The reset gate $L_r$ determines how much information from to “forget” or “retain” when calculating the new information to add to the hidden state from the current state.

(2)

The update gate $L_u$ determines what information to “forget” or “retain” from the previous hidden state.

(3)

The candidate gate $L_n$ determines what information from the reset input will contribute to the next hidden state.

GRUs are well suited to sequential data when repeating patterns are less frequent, whereas LSTM cells perform well in cases where more frequent pattern information needs to be captured.

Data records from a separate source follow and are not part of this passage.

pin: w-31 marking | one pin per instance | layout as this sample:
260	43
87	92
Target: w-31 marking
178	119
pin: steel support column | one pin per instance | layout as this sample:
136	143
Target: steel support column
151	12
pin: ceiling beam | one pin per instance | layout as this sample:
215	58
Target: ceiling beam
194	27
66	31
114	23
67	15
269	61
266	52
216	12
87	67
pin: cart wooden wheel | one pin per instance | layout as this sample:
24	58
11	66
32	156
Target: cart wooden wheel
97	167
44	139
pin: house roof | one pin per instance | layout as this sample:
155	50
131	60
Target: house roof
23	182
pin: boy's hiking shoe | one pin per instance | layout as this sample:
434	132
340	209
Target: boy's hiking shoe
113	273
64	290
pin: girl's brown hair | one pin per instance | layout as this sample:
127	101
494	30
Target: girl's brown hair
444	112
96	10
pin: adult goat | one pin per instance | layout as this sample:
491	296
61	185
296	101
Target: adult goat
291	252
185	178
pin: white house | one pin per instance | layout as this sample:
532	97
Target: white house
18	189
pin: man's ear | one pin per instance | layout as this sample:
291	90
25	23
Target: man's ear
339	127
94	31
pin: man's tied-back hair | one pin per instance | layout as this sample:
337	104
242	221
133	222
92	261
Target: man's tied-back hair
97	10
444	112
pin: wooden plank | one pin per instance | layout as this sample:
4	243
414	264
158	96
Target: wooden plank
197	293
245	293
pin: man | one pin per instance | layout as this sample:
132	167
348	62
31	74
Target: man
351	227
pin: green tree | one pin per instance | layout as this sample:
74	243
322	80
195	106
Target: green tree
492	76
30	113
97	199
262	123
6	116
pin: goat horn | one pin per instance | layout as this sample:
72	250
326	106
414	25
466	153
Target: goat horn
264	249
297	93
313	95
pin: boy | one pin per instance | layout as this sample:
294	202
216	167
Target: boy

LSTMs also have a tendency to overfit when compared to GRUs, and as such GRUs outperform LSTM cells when the sample size is low [27].

3.4 Advantages, Disadvantages, and Applications

In this section, we have explained the forward pass that allows an RGNN to produce useful predictions over graph input data. During the forward pass, a transition function ${f}\:$ is recursively applied to an input graph to create high-level features for each neighborhood. The repeated application of ${f}\:$ ensures that at iteration $k$ , an embedding h $_{i}^{\,k}$ includes information from vertices $k$ edges away from ${\it v_{i}}$ . These high-level features can be fed to an output function to solve downstream tasks. During the backward pass, the parameters for the NNs ${f}\:$ and ${g}\:$ are updated with respect to a loss that is backpropagated through the computation graph defined in the forward pass. Recurrent processing units can also refer to approaches for handling graph-based sequential data, which include graph-based extensions to LSTMs and GRUs.

In actuality, the formulation for calculating embeddings provided in Equation (1) represents only one approach to calculating embeddings. This approach will be contextualised in Section 4, where a broader perspective on calculating useful embeddings will be introduced.

While RGNNs offer a simple approach to working with generic graphs, they have a number of shortcomings. Namely, the shared transition function ${f}\:$ means that the same weights are being used to extract features in successive iterations, which may not be ideal for deep learning scenarios where the relationships between low-level features (earlier in the network) are different to the relationships between high-level features (later in the network). Moreover, since RGNNs iterate until convergence, they have variable length encoding networks, which can add implementation complexities. In the next section, we will discuss how these issues can be alleviated by developing formal definitions of convolution in the graph domain.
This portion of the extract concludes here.